He had no further trouble. The boxes seemed to have subdued Ann effectually. But he pondered uneasily all the way home on the small vessel of wrath which was perched up behind him, and there was a tingling sensation at the roots of his queue. He wondered what Polly would say. The first glance at her face, when he lifted Ann off the horse at his own door, confirmed his fears. She expressed her mind, in a womanly way, by whispering in his ear at the first opportunity, “She's as black as an Injun.”

After Ann had eaten her supper, and had been tucked away between some tow sheets and homespun blankets in a trundle-bed, she heard the whole story, and lifted up her hands with horror. Then the good couple read a chapter, and prayed, solemnly vowing to do their duty by this child which they had taken under their roof, and imploring Divine assistance.

As time wore on, it became evident that they stood in sore need of it. They had never had any children of their own, and Ann Ginnins was the first child who had ever lived with them. But she seemed to have the freaks of a dozen or more in herself, and they bade fair to have the experience of bringing up a whole troop with this one. They tried faithfully to do their duty by her, but they were not used to children, and she was a very hard child to manage. A whole legion of mischievous spirits seemed to dwell in her at times, and she became in a small and comparatively innocent way, the scandal of the staid Puritan neighborhood in which she lived. Yet, withal, she was so affectionate, and seemed to be actuated by so little real malice in any of her pranks, that people could not help having a sort of liking for the child, in spite of them.

She was quick to learn, and smart to work, too, when she chose. Sometimes she flew about with such alacrity that it seemed as if her little limbs were hung on wires, and no little girl in the neighborhood could do her daily tasks in the time she could, and they were no inconsiderable tasks, either.

Very soon after her arrival she was set to “winding quills,” so many every day. Seated at Mrs. Polly's side, in her little homespun gown, winding quills through sunny forenoons—how she hated it! She liked feeding the hens and pigs better, and when she got promoted to driving the cows, a couple of years later, she was in her element. There were charming possibilities of nuts and checkerberries and sassafras and sweet flag all the way between the house and the pasture, and the chance to loiter, and have a romp.

She rarely showed any unwillingness to go for the cows; but once, when there was a quilting at her mistress's house, she demurred. It was right in the midst of the festivities; they were just preparing for supper, in fact. Ann knew all about the good things in the pantry, she was wild with delight at the unwonted stir, and anxious not to lose a minute of it. She thought some one else might go for the cows that night. She cried and sulked, but there was no help for it. Go she had to. So she tucked up her gown—it was her best Sunday one—took her stick, and trudged along. When she came to the pasture, there were her master's cows waiting at the bars. So were Neighbor Belcher's cows also, in the adjoining pasture. Ann had her hand on the topmost of her own bars, when she happened to glance over at Neighbor Belcher's, and a thought struck her. She burst into a peal of laughter, and took a step towards the other bars.
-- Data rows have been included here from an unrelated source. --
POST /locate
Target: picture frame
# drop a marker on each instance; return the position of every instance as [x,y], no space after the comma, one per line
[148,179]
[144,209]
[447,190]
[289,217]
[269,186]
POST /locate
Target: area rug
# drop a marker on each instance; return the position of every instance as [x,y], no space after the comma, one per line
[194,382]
Then she went back to her own. Finally, she let down the Belcher bars, and the Belcher cows crowded out, to the great astonishment of the Wales cows, who stared over their high rails and mooed uneasily.

Ann drove the Belcher cows home and ushered them into Samuel Wales' barnyard with speed. Then she went demurely into the house. The table looked beautiful. Ann was beginning to quake inwardly, though she still was hugging herself, so to speak, in secret enjoyment of her own mischief. She had one hope—that supper would be eaten before her master milked. But the hope was vain. When she saw Mr. Wales come in, glance her way, and then call his wife out, she knew at once what had happened, and begun to tremble—she knew perfectly what Mr. Wales was saying out there. It was this: “That little limb has driven home all Neighbor Belcher's cows instead of ours; what's going to be done with her?”
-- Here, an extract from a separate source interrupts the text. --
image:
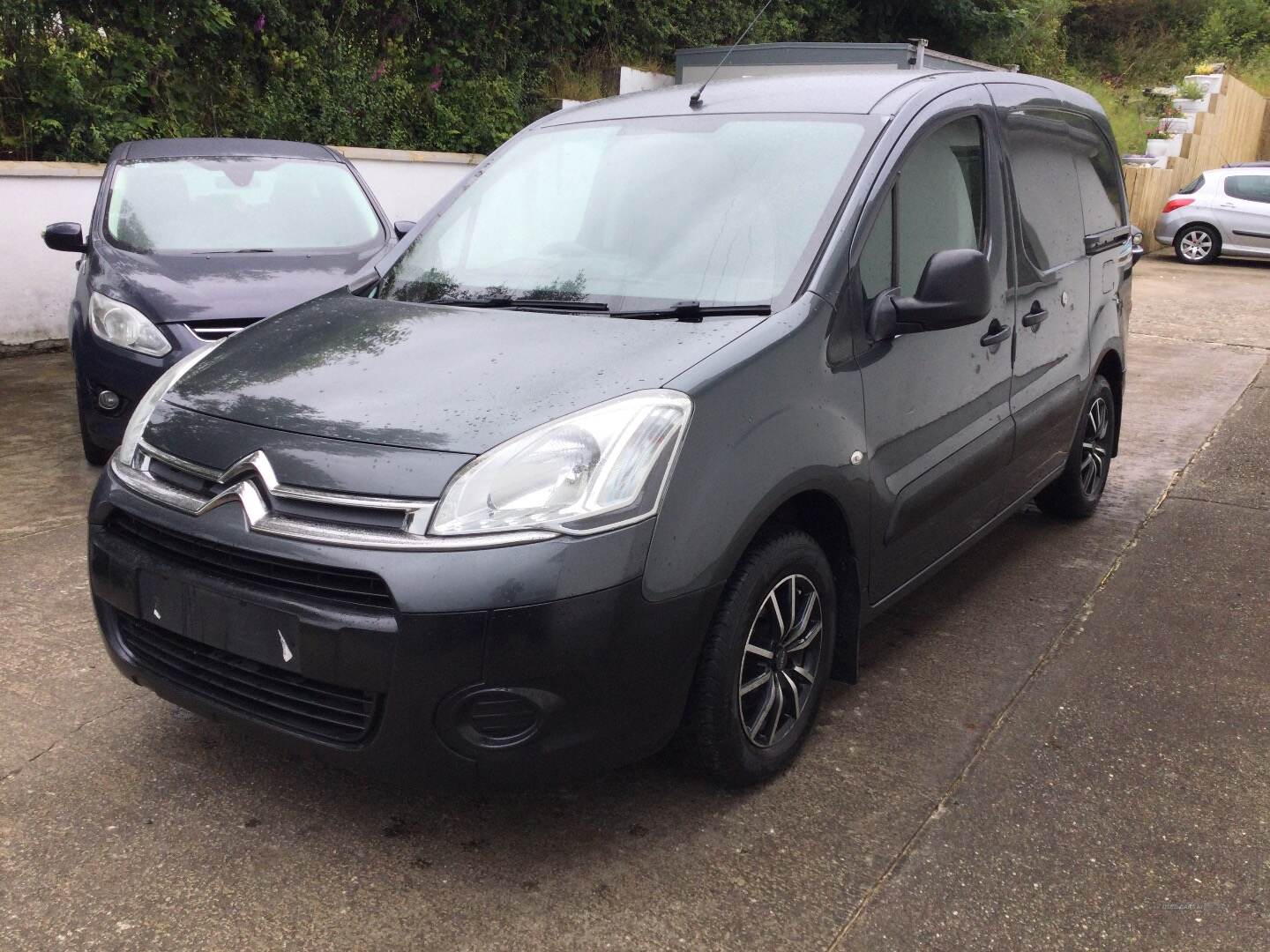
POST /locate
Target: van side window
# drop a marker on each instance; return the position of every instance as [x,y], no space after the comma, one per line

She knew what the answer would be, too. Mrs. Polly was a peremptory woman.

Back Ann had to go with the Belcher cows, fasten them safely in their pasture again, and drive her master's home. She was hustled off to bed, then, without any of that beautiful supper. But she had just crept into her bed in the small unfinished room up stairs where she slept, and was lying there sobbing, when she heard a slow, fumbling step on the stairs. Then the door opened, and Mrs. Deacon Thomas Wales, Samuel Wales' mother, came in. She was a good old lady, and had always taken a great fancy to her son's bound girl; and Ann, on her part, minded her better than any one else. She hid her face in the tow sheet, when she saw grandma. The old lady had on a long black silk apron. She held something concealed under it, when she came in. Presently she displayed it.
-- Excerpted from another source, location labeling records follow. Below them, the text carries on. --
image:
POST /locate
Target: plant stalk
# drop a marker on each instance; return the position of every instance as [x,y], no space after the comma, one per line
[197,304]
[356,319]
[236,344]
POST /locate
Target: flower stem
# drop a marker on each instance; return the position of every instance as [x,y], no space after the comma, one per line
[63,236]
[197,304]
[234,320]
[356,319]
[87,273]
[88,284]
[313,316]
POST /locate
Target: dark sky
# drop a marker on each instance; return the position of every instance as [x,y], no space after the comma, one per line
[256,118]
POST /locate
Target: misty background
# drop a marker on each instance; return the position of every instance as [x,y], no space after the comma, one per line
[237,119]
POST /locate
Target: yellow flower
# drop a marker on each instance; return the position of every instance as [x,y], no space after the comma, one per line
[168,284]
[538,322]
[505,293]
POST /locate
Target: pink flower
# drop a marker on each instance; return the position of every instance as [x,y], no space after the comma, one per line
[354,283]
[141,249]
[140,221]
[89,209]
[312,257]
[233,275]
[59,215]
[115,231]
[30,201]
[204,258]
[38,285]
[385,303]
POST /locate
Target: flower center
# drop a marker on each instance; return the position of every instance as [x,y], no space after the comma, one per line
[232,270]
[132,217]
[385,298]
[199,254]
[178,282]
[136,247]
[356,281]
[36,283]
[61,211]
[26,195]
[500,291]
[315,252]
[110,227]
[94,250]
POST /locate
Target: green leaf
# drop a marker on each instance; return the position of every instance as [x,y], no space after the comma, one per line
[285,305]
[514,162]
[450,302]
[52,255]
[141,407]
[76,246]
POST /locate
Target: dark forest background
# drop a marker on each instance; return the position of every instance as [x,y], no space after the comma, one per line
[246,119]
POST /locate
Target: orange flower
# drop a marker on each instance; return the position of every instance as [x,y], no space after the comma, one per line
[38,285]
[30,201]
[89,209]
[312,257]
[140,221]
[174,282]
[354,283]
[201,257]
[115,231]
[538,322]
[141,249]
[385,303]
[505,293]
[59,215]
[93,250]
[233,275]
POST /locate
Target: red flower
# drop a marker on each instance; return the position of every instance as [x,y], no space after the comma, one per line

“There—child,” said she, “here's a piece of sweet cake and a couple of simballs, that I managed to save out for you. Jest set right up and eat 'em, and don't ever be so dretful naughty again, or I don't know what will become of you.”

This reproof, tempered with sweetness, had a salutary effect on Ann. She sat up, and ate her sweet cake and simballs, and sobbed out her contrition to grandma, and there was a marked improvement in her conduct for some days.

Mrs. Polly was a born driver. She worked hard herself, and she expected everybody about her to. The tasks which Ann had set her did not seem as much out of proportion, then, as they would now. Still, her mistress, even then, allowed her less time for play than was usual, though it was all done in good faith, and not from any intentional severity. As time went on, she grew really quite fond of the child, and she was honestly desirous of doing her whole duty by her. If she had had a daughter of her own, it is doubtful if her treatment of her would have been much different.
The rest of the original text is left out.